A couple of icy volcanoes have been spotted on the surface of Ceres by NASA’s Dawn Mission.

The dwarf world that is Ceres is quite a sophisticated and beautiful place to look at in close-up form as NASA’s Dawn Mission did so recently. In fact, it is totally different from any other site in the entire solar system.

NASA’s Dawn spacecraft took relatively rare pics of the surface of Ceres that showed ice-covered volcanoes. These were probably active on Ceres in the recent past. Ceres’ crust shows many features that have hardly been seen before by astronomers or astrophysicists.

The crust is a strange amalgam of ice and rock. Half a dozen novel studies were published online regarding Ceres. The spacecraft honed in on Ceres and while the ground control back at home was expecting a few surprises, they were not exactly ready to be shocked.

Ceres is a world that has seen geological activity in a similar manner to the earth’s upheavals. The really flabbergasting fact is that all this occurred in the not too distant past. The interior of Ceres evolved, changed and underwent cataclysmic transformations.

Its evolutionary history lies midway between that of the smaller asteroids and our home planet, the earth. How things coalesced to form Ceres is a marvelous story that will take a book to narrate completely.

The Dawn Mission began its journey in September of 2007. It cost a whopping $467 million to get it off the ground and into the environment of outer space.

The asteroid belt between Mars and Jupiter which contains Vesta and Ceres was the main target of the mission.

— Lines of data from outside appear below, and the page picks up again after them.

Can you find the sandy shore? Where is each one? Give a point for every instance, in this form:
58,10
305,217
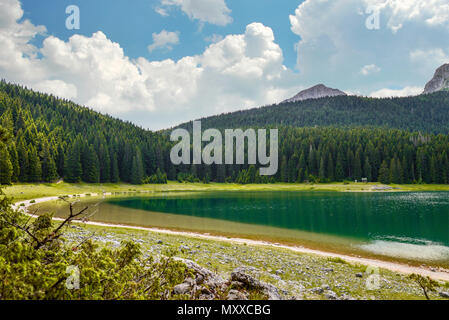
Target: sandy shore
396,267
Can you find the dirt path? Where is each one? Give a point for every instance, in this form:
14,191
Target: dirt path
396,267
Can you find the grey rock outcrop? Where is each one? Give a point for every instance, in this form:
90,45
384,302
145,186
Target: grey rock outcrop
316,92
440,80
240,275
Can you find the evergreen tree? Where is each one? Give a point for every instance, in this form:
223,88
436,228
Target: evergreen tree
367,170
49,170
330,169
137,173
91,166
384,173
6,168
339,171
322,172
73,170
35,168
115,175
14,156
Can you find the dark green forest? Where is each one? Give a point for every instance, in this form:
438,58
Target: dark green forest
425,113
336,139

Dawn hovered near Vesta between 2011 and 2012. Then it made a beeline for Ceres.

It arrived up, close and personal to Ceres in March 2015. Thus it became the first probe to venture beyond the earth-moon axis and visit two different heavenly bodies.

Vesta was a frozen world. Ceres was the real mystery wrapped in an enigma. It turned out to be an active and dynamic place. Its diversity and complexity far outmatched Vesta.

The icy volcanoes on its surfaces were quite a sight to gaze at in admiration. The “cryomagma” that lies in these volcanoes is yet to be fully examined for what it actually consists of.

Some say it could be a mixture of chlorine salts and water ice. The dome-shaped volcanoes are proof that while Ceres is cold, it hasn’t completely cooled down just yet. There is still some fiery matter left inside it. In this it resembles Pluto.